2) I have a deep-seated aversion to planning anything more involved than dinner. This leads me to do a lot of things on my own, since most people are rarely available to decide their day on a whim, plus I’m more comfortable making snap decisions by myself since I don’t have to worry about group consensus.
I had originally planned to go somewhere undetermined in the Blue Mountains on Sunday, but after being called into the office for a minor breakdown at 8AM and thus burning up my morning, I decided the Royal National Park to the south of the city, about an hour’s drive away, was more appropriate. It was also an area I had never visited, which always puts something at the top of my list by default.

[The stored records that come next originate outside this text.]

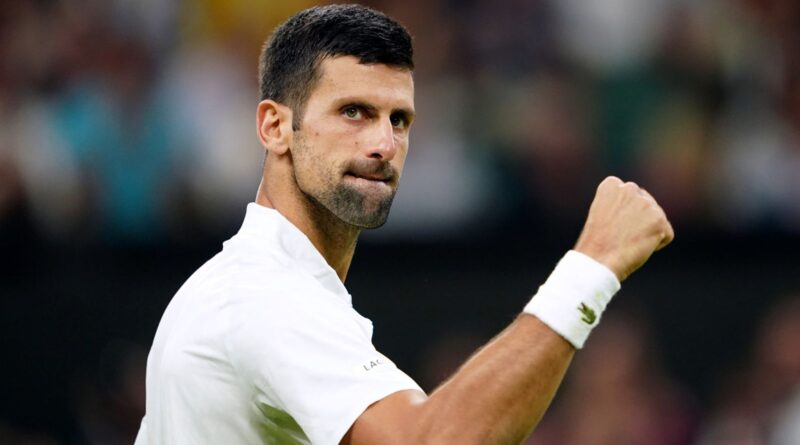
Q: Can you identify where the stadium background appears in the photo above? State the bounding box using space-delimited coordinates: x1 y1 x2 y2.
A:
1 0 799 443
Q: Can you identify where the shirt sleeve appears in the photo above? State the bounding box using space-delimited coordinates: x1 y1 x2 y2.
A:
227 277 423 445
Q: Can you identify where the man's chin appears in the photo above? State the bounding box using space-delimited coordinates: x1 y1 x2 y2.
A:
340 203 392 229
329 185 395 229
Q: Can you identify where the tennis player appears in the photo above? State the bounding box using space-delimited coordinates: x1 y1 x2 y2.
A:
135 4 673 445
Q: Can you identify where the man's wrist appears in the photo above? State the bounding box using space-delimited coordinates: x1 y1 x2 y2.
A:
522 250 621 349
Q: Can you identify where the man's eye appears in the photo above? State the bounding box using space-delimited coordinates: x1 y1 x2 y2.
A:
343 107 362 119
390 114 406 129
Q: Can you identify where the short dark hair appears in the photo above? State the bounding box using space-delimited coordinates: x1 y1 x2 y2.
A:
259 4 414 129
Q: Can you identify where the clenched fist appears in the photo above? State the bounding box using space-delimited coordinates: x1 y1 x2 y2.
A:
574 176 674 282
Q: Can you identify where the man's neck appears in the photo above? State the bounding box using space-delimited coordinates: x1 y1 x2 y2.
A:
256 180 359 282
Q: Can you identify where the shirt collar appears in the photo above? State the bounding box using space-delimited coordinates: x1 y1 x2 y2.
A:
236 202 352 305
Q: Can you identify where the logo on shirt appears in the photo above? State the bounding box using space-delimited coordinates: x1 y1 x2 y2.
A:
355 355 395 375
578 303 597 325
362 358 385 371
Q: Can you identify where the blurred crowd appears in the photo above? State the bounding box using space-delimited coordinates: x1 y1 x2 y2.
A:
415 296 800 445
535 297 800 445
1 0 799 244
2 0 800 444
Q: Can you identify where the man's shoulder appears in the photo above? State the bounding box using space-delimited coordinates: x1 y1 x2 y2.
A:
193 238 337 307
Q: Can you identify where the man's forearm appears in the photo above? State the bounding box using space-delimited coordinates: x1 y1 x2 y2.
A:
414 314 574 445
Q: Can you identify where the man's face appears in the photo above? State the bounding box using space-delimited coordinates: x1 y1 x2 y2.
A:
290 56 415 229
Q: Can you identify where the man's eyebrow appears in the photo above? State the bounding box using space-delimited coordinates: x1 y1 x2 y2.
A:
393 107 416 123
333 97 373 110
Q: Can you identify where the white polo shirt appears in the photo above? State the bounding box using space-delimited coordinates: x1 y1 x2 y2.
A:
135 203 422 445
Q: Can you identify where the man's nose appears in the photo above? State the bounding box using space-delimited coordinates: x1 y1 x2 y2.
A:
367 118 397 161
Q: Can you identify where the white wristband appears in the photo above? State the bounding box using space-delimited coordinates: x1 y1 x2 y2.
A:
523 250 621 349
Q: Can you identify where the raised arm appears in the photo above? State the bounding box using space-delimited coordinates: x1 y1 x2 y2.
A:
342 176 674 445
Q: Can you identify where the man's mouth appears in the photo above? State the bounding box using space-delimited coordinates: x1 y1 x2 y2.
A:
343 159 397 188
343 170 396 193
345 172 391 182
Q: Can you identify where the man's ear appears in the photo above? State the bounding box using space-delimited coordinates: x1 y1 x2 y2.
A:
257 100 294 156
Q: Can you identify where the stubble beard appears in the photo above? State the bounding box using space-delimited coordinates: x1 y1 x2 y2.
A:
323 181 396 229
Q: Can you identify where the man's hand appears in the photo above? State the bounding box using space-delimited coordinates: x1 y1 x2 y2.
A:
574 176 674 282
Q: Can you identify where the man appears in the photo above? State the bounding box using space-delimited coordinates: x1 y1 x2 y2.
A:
135 4 673 445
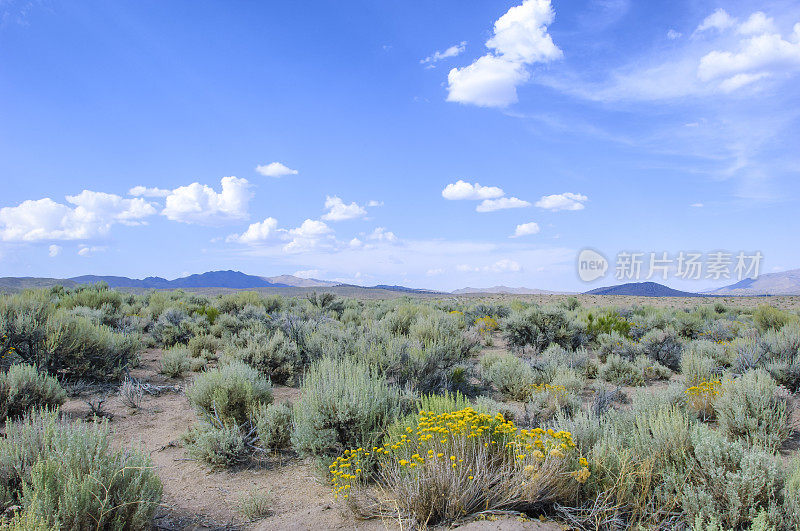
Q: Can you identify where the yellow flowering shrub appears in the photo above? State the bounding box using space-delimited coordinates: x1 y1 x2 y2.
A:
330 407 588 524
475 316 499 335
685 378 723 419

So after a leisurely BLT at my usual weekend cafe, I braved the freeways and highways of Sydney that seem as though they were designed by an engineer who either hated people or had never traveled more than 100 meters at a time, and plunged into the park in search of a hiking trail. What I found was a perfect undaunting stretch of the Coast Trail, which apparently runs for quite a ways along the edge of the park. The portion I followed was a short 4km stretch out to one of the rarest sights in the Sydney area: a deserted beach. This however was not the most remarkable part of the hike. No, the remarkable part is that people do not die on a regular basis on this trail. When you come to the first viewpoint from the top of the sandstone cliffs, you are easily tempted to walk out over the very flat and sturdy-looking rock to peer over the edge. What you don’t know until you walk further along the cliff is that this spot has been so weathered from below that the last couple meters of rock is no thicker than an abridged collection of Shakespeare and is in fact sagging. The sight is wonderously horrifying.
Fate and perhaps some unconscious distrust of rock made from sand however kept me off of that particular deathtrap and I survived to return home through more insane city traffic, comfortably tired from my walk. I promptly celebrated my victory over this escape from the jaws of death by planting myself on the couch to watch Christian Bale play a very convincing crackhead in The Fighter.